What I mean here is in fact very basic—let me try to clarify. Let π∗:S→A be the optimal policy. Furthermore, suppose that any polynomial-time (or some other similar constraint) algorithm that well-approximates π∗ has to perform some operation f. Then, my point is just that, for π to achieve performance comparable with π∗, it has to do f. And my argument for that is just simply because we know that you have to do f to get good performance, which means either π has to do f or the gradient descent algorithm has to—but we know the gradient descent algorithm can’t be doing something crazy like running f at each step and putting the result into the model because the gradient descent algorithm only updates the model on the given state after the model has already produced its action.
I am quite confused. I wonder if we agree on the substance but not on the wording, but perhaps it’s worthwhile talking this through.
I follow your argument, and it is what I had in mind when I was responding to you earlier. If approximating π∗(ot) within the constraints requires computing f(ot), then any policy that approximates π∗ must compute f(ot). (Assuming appropriate constraints that preclude the policy from being a lookup table precomputed by SGD; not sure if that’s what you meant by “other similar”, though this may be trickier to do formally than we take it to be).
My point is that for f = ‘learning’, I can’t see how anything I would call learning could meaningfully happen inside a single timestep. ‘Learning’ in my head is something that suggests non-ephemeral change; and any lasting change has to feed into the agent’s next state, by which point SGD would have had its chance to make the same change.

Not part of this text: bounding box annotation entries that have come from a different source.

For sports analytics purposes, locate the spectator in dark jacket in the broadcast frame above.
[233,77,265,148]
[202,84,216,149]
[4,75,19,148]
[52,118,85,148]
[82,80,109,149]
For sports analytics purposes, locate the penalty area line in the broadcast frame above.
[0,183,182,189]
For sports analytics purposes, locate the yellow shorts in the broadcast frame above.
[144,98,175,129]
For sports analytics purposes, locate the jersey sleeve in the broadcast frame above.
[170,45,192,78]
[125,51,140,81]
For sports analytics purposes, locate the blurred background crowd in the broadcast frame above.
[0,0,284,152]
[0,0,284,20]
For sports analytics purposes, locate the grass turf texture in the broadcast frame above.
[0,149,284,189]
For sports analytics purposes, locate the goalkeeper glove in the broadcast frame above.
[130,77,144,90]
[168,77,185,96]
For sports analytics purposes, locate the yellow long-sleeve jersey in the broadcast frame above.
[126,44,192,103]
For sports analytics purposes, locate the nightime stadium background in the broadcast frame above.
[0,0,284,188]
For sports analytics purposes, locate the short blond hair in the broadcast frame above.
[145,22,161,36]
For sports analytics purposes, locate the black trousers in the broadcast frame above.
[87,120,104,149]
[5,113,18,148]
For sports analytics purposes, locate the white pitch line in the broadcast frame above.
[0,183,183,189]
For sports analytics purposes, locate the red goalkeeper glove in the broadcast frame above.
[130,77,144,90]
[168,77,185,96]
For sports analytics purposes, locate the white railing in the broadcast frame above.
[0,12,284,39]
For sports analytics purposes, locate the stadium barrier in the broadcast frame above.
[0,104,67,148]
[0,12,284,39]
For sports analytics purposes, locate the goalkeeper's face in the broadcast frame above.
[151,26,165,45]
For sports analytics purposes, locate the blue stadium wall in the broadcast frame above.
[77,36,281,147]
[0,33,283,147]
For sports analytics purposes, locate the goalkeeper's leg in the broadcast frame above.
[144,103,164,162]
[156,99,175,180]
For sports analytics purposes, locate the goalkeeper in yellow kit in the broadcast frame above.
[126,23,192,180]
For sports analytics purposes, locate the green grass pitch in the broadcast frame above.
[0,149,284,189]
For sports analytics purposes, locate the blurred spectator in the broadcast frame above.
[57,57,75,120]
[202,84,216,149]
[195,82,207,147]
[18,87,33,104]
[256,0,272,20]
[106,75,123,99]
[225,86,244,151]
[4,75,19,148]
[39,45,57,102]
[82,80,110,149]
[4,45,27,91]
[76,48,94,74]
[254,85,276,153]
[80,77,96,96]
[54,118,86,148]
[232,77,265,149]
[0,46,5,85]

Could you give an example of what you mean (this is partially why I wanted to taboo learning)? Or, could you give an example of a task that would require learning in this way? (Note the within-timestep restriction; without that I grant you that there are tasks that require learning).
How about language modeling? I think that the task of predicting what a human will say next given some prompt requires learning in a pretty meaningful way, as it requires the model to be able to learn from the prompt what the human is trying to do and then do that.
Good point—I think I wasn’t thinking deeply enough about language modelling. I certainly agree that the model has to learn in the colloquial sense, especially if it’s doing something really impressive that isn’t well-explained by interpolating on dataset examples—I’m imagining giving GPT-X some new mathematical definitions and asking it to make novel proofs.
I think my confusion was rooted in the fact that you were replying to a section that dealt specifically with learning an inner RL algorithm, and the above sense of ‘learning’ is a bit different from that one. ‘Learning’ in your sense can be required for a task without requiring an inner RL algorithm; or at least, whether it does isn’t clear to me a priori.